ぐわしっ!とわたしの頭ががっちりと掴まれた。頑張って目だけで見ると、その頭を掴んでるのはローくんの右手だった。
い、いつの間に…というかこの距離で聞こえてたの?
ローくんは口角を上げながらギロリとわたし達を睨みつけている。


「ローくんが、可愛いって話をしてたんだよ」


聞こえてたなら知ってるだろうけど、話の内容を改めて教えると眉間に皺が寄っていった。
クルーの皆からヒュッ、と喉が締まったような呼吸音が聞こえた気がした(さすがにわたしはそこまで耳が良いわけではない)。


「ベポくんと日向ぼっこしてるんでしょ?続き、しなくていいの?」
「…そんなこと言われて続けれるか」
「あらそう?じゃあわたしがベポくんと日向ぼっこさせてもらおうかな」


そう言うとベポくんが取られると思ったのか、パッとわたしの頭を離し、元の場所へと戻って行った。

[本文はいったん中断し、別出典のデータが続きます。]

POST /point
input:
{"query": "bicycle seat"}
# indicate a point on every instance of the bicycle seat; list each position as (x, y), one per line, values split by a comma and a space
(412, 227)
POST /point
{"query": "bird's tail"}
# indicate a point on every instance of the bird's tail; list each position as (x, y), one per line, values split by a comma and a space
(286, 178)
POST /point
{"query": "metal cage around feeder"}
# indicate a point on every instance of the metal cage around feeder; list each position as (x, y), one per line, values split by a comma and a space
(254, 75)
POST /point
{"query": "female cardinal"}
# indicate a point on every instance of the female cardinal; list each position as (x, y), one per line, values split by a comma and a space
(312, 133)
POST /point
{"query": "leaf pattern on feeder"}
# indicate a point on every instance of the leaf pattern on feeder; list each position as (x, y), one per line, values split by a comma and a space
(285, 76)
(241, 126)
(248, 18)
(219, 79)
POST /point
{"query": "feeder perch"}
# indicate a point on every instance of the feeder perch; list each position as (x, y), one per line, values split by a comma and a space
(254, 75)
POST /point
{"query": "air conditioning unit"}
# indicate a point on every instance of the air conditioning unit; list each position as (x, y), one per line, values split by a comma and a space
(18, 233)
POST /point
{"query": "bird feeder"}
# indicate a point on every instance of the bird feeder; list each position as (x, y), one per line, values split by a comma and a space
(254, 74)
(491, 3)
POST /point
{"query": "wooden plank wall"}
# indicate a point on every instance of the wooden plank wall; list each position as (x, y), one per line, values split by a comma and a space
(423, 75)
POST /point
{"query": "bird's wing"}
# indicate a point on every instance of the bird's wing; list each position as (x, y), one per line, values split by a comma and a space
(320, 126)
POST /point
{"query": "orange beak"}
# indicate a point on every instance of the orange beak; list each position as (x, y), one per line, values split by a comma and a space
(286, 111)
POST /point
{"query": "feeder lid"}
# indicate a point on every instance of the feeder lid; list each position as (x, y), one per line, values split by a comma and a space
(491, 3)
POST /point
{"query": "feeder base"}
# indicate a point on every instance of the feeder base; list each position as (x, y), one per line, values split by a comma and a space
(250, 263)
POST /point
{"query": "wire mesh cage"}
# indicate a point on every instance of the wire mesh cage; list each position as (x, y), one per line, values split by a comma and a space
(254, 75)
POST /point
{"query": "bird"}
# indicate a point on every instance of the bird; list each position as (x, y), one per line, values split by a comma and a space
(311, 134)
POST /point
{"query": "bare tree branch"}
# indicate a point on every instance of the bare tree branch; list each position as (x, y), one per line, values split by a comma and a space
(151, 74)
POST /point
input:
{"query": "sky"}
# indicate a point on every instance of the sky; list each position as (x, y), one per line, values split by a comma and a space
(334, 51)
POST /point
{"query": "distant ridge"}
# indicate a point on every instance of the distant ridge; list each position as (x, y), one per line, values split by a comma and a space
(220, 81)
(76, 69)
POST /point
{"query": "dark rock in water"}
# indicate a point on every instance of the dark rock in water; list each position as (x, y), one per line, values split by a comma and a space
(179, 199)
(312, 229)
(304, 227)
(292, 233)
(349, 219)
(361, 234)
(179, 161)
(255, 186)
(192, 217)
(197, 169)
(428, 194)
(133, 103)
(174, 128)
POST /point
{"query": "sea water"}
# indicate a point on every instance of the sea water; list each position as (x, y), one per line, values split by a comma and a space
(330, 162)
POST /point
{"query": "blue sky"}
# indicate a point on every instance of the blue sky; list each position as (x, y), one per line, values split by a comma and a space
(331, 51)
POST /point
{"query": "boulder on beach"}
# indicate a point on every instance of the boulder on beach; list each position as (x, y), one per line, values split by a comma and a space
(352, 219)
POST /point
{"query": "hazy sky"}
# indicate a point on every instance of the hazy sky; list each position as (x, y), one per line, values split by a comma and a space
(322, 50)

「…リアだけだよ、キャプテンにあんなこと言えるの……」
「…?多分わたしが言えるのはローくんが優しいからだと思うけど…」


ローくんがわたしの発言を許してくれてるおかげでわたしはああいう風に話せるわけで……それってつまりローくんが優しいってことだよね?
しかし皆には伝わらなかったのか「う〜ん?」と揃って首を傾げた。










ペンギンくんたちに「今できることは一通り教えたし、ゆっくり覚えてもらって、あとから必要な時に必要なこと教えるから今日はもうゆっくりしてていいよ」と言われてしまった。

う〜ん。何しよう。
洗濯物はまだ乾かないから取り込めないし……そういえば潮風でパリパリになったりとか匂いとかつかないのかな?それともそれはもう仕方ないって感じかな?